Well, it is somewhat more complicated in humans than in the animals used to test the drugs on initially. But the basic premise is that there is very little blood vessel growth going on in a healthy individual. All the blood vessels in your body have already grown to completion and have supporting tissue, so they're not really affected. Pretty much the only time you get blood vessel growth is in response to injury, and that doesn't happen that often. So the side effects are theoretically fairly limited, especially because the doses tend to be low and continuous instead of giving a lot at once every week or two (like most traditional chemotherapy drugs).

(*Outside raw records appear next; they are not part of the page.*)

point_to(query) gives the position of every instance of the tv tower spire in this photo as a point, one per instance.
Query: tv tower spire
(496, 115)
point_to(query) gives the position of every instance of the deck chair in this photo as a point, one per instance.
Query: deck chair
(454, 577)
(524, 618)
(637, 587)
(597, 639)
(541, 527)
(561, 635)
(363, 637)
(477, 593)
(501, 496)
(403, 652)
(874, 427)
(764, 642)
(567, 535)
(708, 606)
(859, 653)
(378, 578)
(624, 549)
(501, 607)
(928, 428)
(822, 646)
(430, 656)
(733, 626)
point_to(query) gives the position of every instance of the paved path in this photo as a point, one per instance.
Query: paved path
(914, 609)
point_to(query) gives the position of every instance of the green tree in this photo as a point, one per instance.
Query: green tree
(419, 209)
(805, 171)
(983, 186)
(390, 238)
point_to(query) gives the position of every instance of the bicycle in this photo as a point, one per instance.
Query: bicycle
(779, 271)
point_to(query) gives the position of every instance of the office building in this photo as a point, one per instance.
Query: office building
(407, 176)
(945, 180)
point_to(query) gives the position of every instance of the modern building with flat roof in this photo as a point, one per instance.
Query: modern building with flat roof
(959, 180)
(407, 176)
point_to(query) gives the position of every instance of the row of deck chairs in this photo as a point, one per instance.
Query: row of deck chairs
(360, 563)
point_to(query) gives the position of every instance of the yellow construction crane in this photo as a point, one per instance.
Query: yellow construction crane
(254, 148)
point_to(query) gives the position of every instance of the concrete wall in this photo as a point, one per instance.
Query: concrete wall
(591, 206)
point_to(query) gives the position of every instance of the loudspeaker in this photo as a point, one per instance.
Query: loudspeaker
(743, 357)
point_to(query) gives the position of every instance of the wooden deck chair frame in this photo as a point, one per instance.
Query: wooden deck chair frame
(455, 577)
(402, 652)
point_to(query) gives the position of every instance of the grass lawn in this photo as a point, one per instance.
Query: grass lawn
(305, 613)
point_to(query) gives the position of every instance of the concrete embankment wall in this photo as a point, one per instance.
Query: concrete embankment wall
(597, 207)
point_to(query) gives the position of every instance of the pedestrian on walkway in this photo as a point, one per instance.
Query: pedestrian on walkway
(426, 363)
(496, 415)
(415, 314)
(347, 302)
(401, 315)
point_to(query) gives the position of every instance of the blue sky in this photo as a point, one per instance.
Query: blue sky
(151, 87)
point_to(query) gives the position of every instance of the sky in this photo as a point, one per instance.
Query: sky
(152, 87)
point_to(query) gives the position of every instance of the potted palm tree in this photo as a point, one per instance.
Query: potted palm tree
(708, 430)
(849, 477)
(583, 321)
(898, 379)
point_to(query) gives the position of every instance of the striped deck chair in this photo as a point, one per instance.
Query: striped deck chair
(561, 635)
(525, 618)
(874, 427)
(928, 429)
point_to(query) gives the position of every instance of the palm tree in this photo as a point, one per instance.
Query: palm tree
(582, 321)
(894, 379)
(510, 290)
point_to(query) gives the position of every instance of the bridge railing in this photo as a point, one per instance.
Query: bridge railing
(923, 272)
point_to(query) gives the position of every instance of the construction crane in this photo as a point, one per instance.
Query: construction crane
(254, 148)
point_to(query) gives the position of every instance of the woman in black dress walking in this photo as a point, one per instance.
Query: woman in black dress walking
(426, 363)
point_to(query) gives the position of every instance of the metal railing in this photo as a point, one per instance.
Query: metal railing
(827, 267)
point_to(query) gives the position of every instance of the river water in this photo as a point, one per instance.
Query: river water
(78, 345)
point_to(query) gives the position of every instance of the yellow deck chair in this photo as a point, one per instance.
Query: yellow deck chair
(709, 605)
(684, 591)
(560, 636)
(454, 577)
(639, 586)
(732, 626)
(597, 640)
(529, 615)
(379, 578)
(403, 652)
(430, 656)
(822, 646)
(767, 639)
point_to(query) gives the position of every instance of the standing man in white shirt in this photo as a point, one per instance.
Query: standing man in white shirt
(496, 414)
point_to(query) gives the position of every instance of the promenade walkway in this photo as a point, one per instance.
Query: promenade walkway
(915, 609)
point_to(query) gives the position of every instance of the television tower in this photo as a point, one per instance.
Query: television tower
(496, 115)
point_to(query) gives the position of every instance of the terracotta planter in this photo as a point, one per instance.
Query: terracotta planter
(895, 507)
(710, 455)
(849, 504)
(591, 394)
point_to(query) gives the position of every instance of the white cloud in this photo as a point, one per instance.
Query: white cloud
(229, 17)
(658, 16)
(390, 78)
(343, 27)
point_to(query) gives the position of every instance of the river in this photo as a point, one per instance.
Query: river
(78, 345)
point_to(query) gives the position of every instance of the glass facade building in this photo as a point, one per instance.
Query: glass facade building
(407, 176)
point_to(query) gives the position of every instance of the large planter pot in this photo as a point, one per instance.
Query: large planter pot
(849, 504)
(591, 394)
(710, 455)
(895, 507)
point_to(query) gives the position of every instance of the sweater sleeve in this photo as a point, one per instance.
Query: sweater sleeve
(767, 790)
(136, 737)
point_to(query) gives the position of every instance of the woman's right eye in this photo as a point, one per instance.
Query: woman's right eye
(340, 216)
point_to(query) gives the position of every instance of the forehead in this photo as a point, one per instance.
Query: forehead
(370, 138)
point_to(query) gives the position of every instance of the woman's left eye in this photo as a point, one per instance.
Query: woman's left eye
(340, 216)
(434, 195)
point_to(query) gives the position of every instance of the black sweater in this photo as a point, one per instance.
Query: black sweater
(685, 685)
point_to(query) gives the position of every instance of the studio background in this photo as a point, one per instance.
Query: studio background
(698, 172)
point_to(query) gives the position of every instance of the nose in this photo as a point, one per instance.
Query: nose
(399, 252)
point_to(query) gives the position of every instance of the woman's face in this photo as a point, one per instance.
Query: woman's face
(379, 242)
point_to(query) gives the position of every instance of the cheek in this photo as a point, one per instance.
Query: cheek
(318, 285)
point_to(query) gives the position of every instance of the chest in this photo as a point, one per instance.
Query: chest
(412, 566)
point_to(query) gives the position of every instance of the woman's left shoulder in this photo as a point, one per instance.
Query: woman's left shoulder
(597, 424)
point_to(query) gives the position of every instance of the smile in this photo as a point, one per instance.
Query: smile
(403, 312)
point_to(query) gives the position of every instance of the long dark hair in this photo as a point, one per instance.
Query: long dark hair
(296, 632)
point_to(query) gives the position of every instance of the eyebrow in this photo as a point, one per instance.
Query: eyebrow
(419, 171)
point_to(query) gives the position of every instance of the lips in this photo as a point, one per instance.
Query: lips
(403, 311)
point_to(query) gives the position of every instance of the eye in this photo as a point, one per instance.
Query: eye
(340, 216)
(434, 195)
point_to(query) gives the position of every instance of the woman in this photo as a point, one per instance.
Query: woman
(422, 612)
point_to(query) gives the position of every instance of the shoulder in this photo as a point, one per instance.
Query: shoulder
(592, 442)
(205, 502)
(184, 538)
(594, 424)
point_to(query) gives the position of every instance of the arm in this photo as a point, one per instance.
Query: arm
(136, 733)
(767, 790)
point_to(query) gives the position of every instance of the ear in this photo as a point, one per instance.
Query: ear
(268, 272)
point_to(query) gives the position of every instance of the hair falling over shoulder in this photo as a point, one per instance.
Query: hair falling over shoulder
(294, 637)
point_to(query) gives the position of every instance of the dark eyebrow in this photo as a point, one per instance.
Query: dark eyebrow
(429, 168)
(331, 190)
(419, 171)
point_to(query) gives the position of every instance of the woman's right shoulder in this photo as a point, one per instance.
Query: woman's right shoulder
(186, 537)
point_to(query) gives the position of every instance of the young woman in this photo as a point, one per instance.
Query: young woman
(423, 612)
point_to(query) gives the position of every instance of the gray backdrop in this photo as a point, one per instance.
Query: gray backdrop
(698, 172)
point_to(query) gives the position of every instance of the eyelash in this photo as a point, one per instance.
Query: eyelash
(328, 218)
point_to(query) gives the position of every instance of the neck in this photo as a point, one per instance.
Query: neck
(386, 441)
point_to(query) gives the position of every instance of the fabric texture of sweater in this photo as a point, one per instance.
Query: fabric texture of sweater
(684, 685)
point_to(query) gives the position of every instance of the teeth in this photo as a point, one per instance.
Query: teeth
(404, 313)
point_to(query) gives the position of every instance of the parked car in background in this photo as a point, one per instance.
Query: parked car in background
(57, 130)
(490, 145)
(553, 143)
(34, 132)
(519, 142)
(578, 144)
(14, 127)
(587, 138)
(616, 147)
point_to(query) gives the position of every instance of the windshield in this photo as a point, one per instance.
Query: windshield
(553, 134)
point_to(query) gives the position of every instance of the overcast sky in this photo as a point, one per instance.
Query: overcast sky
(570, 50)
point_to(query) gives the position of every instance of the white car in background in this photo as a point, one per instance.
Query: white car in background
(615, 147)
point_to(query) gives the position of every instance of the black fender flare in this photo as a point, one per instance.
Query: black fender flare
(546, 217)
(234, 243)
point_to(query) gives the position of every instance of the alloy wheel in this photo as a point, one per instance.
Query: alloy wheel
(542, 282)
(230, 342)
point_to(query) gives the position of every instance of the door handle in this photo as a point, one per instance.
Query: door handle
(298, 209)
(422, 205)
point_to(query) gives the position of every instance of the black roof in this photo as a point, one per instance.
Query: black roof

They are highly lethal to developing fetuses, so you can't use them when you're pregnant. One infamous compound that has anti-angiogenic purposes is thalidomide, and it was responsible for some serious birth defects (and ultimately set into effect a lot of the regulations we have now, even though that was totally overblown because it wasn't an issue in the US). But they're using it now in clinical trials to treat cancer and it is very effective from what I've heard.

The other thing is that the blood vessels cancer cells create (in response to their lack of oxygen) are different. They do not have nearly as much supporting tissue surrounding it (both because they're newer and because the tumor cells don't care about having a sustainable system, they just randomly throw darts, so to speak), and that makes them a lot more vulnerable to treatments than normal endothelial cells are (those are the cells that form blood vessels).

It does have more side effects in humans, so far, but I think the basic premise of this approach is very valuable. We just need improved compounds that are more effective. One way in which anti-angiogenic drugs are very effective is in combination with normal anti-tumor drugs.